Love you to death: Roberto Alagna and Vesselina Kasarova in Werther.Photo: Ken Howard/Metropolitan Opera

Since it was first seen in 1971, the Metropolitan Opera production of Massenet’s Werther has offered a parade of world-class tenors in the title role—even a baritone a few years ago when Thomas Hampson tried out the composer’s arrangement for a lower voice. It’s ironic that this opera, which gives the tenor one gorgeous set piece after another before he dies in his beloved Charlotte’s arms, now turns up more frequently than any other work by Massenet, once typecast as a narrow specialist in the feminine mystique. Maliciously dubbed Mlle. Wagner by the Parisian bon ton, Massenet did create many fascinating heroines—Manon, Thaïs, Cleopatra, Ariane, Cinderella, and the others—but he ranged much more widely than that.

The Met’s current Werther of choice is Roberto Alagna, in many ways an ideal interpreter. His French upbringing automatically gives his approach authenticity—verbal nuance is crucial in shaping Massenet’s vocal lines correctly—while everything about his handsome stage presence suggests an unstable, romantic-obsessive young poet headed for suicide. I only wish there was a more liquid flow to Alagna’s basically firm, attractive tone, which seems to become thicker and less pliant each time I hear him. It’s a problem the tenor might ponder.

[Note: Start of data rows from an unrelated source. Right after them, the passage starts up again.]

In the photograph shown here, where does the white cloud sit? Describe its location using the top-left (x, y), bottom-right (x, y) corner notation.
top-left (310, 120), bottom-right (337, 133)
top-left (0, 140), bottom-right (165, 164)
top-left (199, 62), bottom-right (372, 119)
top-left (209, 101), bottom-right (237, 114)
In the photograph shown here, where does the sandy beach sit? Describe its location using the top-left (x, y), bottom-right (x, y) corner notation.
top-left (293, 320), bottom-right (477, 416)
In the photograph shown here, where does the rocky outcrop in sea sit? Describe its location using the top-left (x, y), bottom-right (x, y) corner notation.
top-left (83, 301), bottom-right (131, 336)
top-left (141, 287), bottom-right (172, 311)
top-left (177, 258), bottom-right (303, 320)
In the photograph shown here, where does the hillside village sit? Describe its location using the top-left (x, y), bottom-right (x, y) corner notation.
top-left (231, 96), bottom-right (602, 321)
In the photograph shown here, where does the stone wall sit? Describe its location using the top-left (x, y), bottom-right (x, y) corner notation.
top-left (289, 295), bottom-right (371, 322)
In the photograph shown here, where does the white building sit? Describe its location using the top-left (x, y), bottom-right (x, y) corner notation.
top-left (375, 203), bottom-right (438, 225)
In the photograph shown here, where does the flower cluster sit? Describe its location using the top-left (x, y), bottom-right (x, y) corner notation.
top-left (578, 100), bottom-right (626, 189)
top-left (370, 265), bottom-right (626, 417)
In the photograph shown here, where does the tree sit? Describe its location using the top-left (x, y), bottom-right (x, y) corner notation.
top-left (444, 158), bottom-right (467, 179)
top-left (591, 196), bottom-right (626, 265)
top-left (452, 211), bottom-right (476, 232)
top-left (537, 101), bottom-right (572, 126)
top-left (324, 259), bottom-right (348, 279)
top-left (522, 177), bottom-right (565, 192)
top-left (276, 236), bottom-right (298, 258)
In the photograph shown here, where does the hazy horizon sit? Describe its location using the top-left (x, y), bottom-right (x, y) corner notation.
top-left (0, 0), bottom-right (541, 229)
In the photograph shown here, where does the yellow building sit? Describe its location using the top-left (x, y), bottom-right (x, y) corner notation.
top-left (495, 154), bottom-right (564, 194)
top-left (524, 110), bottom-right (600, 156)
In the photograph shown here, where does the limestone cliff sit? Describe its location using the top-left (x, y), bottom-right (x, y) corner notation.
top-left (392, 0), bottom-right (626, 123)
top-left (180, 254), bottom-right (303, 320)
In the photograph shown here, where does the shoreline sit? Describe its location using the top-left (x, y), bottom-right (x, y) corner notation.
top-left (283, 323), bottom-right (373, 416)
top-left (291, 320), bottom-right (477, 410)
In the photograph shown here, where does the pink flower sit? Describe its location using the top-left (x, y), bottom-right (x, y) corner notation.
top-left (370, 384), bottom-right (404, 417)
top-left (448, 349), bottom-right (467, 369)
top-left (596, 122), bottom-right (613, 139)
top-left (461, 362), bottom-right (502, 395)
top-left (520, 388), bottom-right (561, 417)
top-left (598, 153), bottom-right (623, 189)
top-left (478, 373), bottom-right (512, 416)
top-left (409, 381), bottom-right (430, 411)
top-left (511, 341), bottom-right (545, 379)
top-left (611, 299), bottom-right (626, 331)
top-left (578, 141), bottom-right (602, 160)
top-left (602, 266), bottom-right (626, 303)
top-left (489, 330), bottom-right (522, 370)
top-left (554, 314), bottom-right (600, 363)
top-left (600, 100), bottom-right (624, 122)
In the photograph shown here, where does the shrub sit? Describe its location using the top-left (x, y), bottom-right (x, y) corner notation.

Charlotte need not take second place to the hero, and Vesselina Kasarova is a distinctive presence, playing a character who clearly has her own neuroses to deal with as well as a strong attraction to Werther that drives her to distraction. She also puts her rich mezzo-soprano to the most expressive uses, generating an intensity that contrasts nicely with Lyubov Petrova’s sunny Sophie and Christopher Schaldenbrand’s sullen Albert, all sensitively supported by Jacques Lacombe’s attentive musical direction.

The Met generously dedicated the first performance of this Werther revival to the memory of the late Franco Corelli, for whom the production was originally designed. That was considered unusual casting at the time, since Werther was not a role one associated with a clarion-voiced Italian tenor heard to best advantage in the dramatic Verdi and Puccini repertory. In fact, Corelli didn’t even appear on opening night because, it was said, partisans of the elegant Swedish tenor Nicolai Gedda were enraged that their man had not been given the new production and planned to demonstrate. Operatic passions ran high in those days, and the chronically nervous Corelli was taking no chances. (I’ll never forget a raucous matinee performance of Don Carlo when the tenor locked himself in his dressing room for some reason and a big chunk of Act Two had to be performed without its hero.)

When Corelli finally did sing the role, even Gedda fans may have been surprised at how well he did it. But then, Corelli was a more versatile singer than he ever got credit for. Most of the controversies and criticisms that swirled around him during his fifteen-year reign at the Met have been long forgotten, especially since no Italian tenor of his type has appeared to take his place—even Pavarotti’s essentially lyric voice is in a completely different category. Corelli never recorded as much as he should have, although live performances are plentiful and not one of his EMI studio efforts lacks its fair share of vocal thrills. A new disc, The Unknown Recordings, has just appeared, released days before Corelli died, a collection of previously unissued material recorded during his prime in the sixties. It’s all there: the fearless attack, the gleaming metal, top notes that never fail, and that glamorous, utterly distinctive vocal personality. The opera world moves on, but we now have few tenors like Corelli, a singer who made his own rules and set his own standards.